The next stop was a longer hike to the petroglyphs that including a lot of uphill to the side of a cliff.

 That's where we finally found our giant lizard.

Camden was having a great time going uphill, until we got to the top and he realized just how far up we had gone. Then he wanted Dad to carry because he was scared. More petroglyphs.

 Don't let me go Dad.

The view from where we were.

Other inhabitants of the area were early settlers. This was the cabin of a lady named Josie Morris who lived out here by herself for fifty years, until 1963, without running water or electricity.

Having fun back at our campsite. There was a beach to get wet at the reservoir, but we never did make it down to the beach. Getting everyone fed and dressed or ready for bed was our priority when we were at camp.

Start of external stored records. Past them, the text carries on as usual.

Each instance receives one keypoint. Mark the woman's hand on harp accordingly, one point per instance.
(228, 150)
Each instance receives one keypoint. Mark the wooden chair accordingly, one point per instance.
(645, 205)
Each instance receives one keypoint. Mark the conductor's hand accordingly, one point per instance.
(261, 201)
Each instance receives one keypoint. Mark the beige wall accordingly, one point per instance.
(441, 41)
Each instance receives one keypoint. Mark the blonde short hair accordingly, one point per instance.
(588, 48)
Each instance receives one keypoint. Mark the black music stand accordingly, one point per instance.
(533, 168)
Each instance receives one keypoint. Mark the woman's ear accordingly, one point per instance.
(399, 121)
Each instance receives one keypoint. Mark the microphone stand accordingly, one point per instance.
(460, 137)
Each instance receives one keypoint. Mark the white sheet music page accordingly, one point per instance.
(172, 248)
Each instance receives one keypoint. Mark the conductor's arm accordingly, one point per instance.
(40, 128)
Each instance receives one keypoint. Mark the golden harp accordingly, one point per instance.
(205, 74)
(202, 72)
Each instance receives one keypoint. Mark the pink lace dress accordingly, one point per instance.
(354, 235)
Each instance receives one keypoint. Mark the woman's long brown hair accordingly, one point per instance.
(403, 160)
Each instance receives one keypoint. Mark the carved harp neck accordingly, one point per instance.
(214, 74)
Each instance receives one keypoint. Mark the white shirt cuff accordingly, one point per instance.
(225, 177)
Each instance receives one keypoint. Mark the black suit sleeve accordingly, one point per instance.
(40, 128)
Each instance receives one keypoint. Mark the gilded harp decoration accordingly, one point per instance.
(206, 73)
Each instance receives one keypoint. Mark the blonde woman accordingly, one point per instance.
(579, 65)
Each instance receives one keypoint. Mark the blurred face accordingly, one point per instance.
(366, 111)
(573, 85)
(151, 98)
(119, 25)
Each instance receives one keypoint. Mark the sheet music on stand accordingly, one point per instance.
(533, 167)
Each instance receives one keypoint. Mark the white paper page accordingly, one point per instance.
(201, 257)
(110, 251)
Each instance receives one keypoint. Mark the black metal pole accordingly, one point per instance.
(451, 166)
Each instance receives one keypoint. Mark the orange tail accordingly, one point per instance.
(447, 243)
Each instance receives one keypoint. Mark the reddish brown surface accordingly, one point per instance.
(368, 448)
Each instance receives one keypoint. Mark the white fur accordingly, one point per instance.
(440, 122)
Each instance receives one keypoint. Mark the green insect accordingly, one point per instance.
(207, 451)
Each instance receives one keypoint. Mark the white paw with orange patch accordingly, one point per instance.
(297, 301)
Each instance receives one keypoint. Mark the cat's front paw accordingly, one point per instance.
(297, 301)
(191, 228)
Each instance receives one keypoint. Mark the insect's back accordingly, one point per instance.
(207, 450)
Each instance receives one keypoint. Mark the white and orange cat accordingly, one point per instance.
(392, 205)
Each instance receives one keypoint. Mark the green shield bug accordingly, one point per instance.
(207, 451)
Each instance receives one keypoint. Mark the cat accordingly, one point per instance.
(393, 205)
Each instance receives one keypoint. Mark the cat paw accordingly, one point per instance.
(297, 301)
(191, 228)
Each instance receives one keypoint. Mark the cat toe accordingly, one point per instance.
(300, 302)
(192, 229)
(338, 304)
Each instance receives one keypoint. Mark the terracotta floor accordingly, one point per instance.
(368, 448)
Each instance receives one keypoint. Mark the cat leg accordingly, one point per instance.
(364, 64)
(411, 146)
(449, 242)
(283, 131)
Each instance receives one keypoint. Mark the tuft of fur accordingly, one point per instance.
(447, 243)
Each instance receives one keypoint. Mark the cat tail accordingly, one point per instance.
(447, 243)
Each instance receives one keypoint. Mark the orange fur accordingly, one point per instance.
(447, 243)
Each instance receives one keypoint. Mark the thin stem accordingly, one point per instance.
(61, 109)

I was also eight months pregnant and not feeling all that adventurous.
 Day 3
This day instead of driving East towards the Monument we drove North to Flaming Gorge. We had some lunch at the reservoir and then went for a hike.

We started our expectations low and just said we would go however long it took until everyone was tired. We ended up going about 1.5 miles roundtrip, and that's with no one in a hiking backpack. Camden actually is a great little hiker when he wants to be, he will even run to keep up since his legs are shorter than everyone else.

Trailhead for our little hike. The end is suppose to have a nice view of Flaming Gorge, but we didn't make it that far.

Then we went on a tour of the dam. We were the last tour of the day and it was only us, so the tour guide gave us an abbreviated kid friendly tour so the kids wouldn't get bored. We mostly just walked through the dam and fed the fish that congregate at the base of the dam, Flaming Gorge was at high capacity so they were letting water out of the reservoir that day right next to where we were and the rate that water shoots out is incredible to see.

Some of the electrical workings inside the dam.

Walking across the dam. It was really windy!

Looking down to where we were.

We got back to camp that evening and had dinner and desert (cinnamon and sugar biscuits cooked over the campfire), but it was really windy and not that enjoyable to be sitting out in. So we made the decision that since we were just going to get up and pack up and leave the next morning we would go ahead and pack up that night. Robert was going to leave for a Ragnar race the next afternoon so we needed to get back early anyway.

It was like 9:00 pm when we left and around 1:00 am (we stopped in Park City to pick up some things Robert had left up at the Holiday's cabin) when we got home. But the kids fell asleep about an hour into it and slept the rest of the way, even Micah who had slept for a long time at the campsite when we got back from the dam! We could not get him to wake up even though it was windy and hot and didn't look very comfortable. Camping can be hard work for a little kid (and the adults)!